Zürich gilt als das Zentrum der Schweizer Medien. Im Ballungsraum der Wirtschaft wirken Verlage, TV-Sender, Internetfirmen, Werbeagenturen, Filmproduktionen, Institutionen der Unterhaltung und Kunst. In einer losen Folge schreibt der Klein Report über spannende Figuren aus dieser Welt.
Der Journalist Stefan Hohler (67) arbeitete von Ende 2004 bis 2020 als Polizeireporter für den «Tages-Anzeiger». Seine Tochter Laura Hohler interviewte ihn für den Klein Report.
Wie hat sich der Beruf des Polizeireporters in den letzten Jahren verändert?
Stefan Hohler: «Als ich angefangen habe, wurden die Reporter noch von der Kantonspolizei persönlich angerufen, wenn ein schwerer Unfall oder ein Mordfall passierte. An den Tatorten waren dann auch nur wenige Journalisten anwesend. Heutzutage ist alles online, das heisst es läuft alles über Medienmitteilungen, die von den Pressestellen verschickt werden. Den klassischen Beruf des Polizeireporters gibt es heute kaum mehr – mittlerweile behandelt der Journalist, der gerade Dienst hat, auch die Kriminalfälle.»
Was ist das Faszinierende am Beruf, und welcher Fall war der schlimmste, den du während deiner Karriere erlebt hast?
Hohler: «Das Faszinierende an dem Beruf sind die menschlichen Abgründe, die sich einem eröffnen. An den Gerichtsverhandlungen erhält so ein Täter dann ein Gesicht und erläutert seine Sicht der Dinge. Der mit Abstand schrecklichste Fall war ganz klar der Vierfachmord von Rupperswil im Dezember 2015. Die Art und Weise, wie eine ganze Familie in ihrem eigenen Haus auf brutalste Weise ermordet wurde, hat mich immer wieder beschäftigt – von der Tat bis zur Gerichtsverhandlung. Und das Erschreckende: Am Prozess erschien kein ,Monster‘, sondern ein Mensch wie du und ich.»

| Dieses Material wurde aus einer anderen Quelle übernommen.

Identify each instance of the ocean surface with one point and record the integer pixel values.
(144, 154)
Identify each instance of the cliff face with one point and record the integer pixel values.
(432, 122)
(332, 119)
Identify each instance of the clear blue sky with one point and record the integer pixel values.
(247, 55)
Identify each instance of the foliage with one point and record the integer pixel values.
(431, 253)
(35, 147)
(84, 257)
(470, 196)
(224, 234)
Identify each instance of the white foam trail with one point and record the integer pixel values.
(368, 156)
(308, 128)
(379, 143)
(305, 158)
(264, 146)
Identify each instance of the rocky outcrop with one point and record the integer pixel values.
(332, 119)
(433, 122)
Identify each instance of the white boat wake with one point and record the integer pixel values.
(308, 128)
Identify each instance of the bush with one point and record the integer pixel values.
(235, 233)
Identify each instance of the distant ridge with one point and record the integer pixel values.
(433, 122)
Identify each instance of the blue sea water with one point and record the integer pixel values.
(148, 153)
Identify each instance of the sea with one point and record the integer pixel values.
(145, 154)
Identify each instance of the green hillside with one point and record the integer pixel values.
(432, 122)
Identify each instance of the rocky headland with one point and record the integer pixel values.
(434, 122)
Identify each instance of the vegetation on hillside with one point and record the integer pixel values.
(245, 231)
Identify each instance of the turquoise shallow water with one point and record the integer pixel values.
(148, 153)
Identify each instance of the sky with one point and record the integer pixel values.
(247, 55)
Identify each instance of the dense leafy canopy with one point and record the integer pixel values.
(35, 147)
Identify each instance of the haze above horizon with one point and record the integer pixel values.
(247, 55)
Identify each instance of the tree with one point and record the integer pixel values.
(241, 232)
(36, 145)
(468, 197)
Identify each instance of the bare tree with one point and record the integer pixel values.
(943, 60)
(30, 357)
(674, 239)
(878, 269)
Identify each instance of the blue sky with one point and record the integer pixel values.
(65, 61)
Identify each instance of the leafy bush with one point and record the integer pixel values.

Den Fall Rupperswil behandelst du auch in einem deiner Bücher.
Hohler: «Ja, genau. ,13 Mordfälle und eine Amour fou‘ ist eine Mischung verschiedenster Mordfälle, über die ich berichtet habe. Die ,Amour fou‘ bezieht sich auf die medial viel behandelte Liebesgeschichte von Angela Magdici und Hassan Kiko. Die Gefängniswärterin verhalf dem verurteilten Vergewaltiger 2016 zur Flucht. Dieser Fall ist mit Sicherheit der einzige mit einem ,Happy End‘, die beiden sind ja immer noch zusammen und mittlerweile sogar verheiratet …»
Wie wichtig waren für dich gute Beziehungen zu Behörden?
Hohler: «Man denkt immer, dass dies von grosser Bedeutung sei. Doch mittlerweile ist eigentlich alles professionalisiert. Informationen erhalten Medienschaffende fast ausschliesslich über Pressestellen, vor allem bei der Polizei und neuerdings auch bei der Staatsanwaltschaft. Die Zeiten, zu denen man den ermittelnden Polizisten noch persönlich anrufen konnte, sind heute vorbei. Mein Kollege Viktor Dammann, ein journalistisches Urgestein, erlebte dies jedoch noch und hat dies in seiner Biografie schön beschrieben.»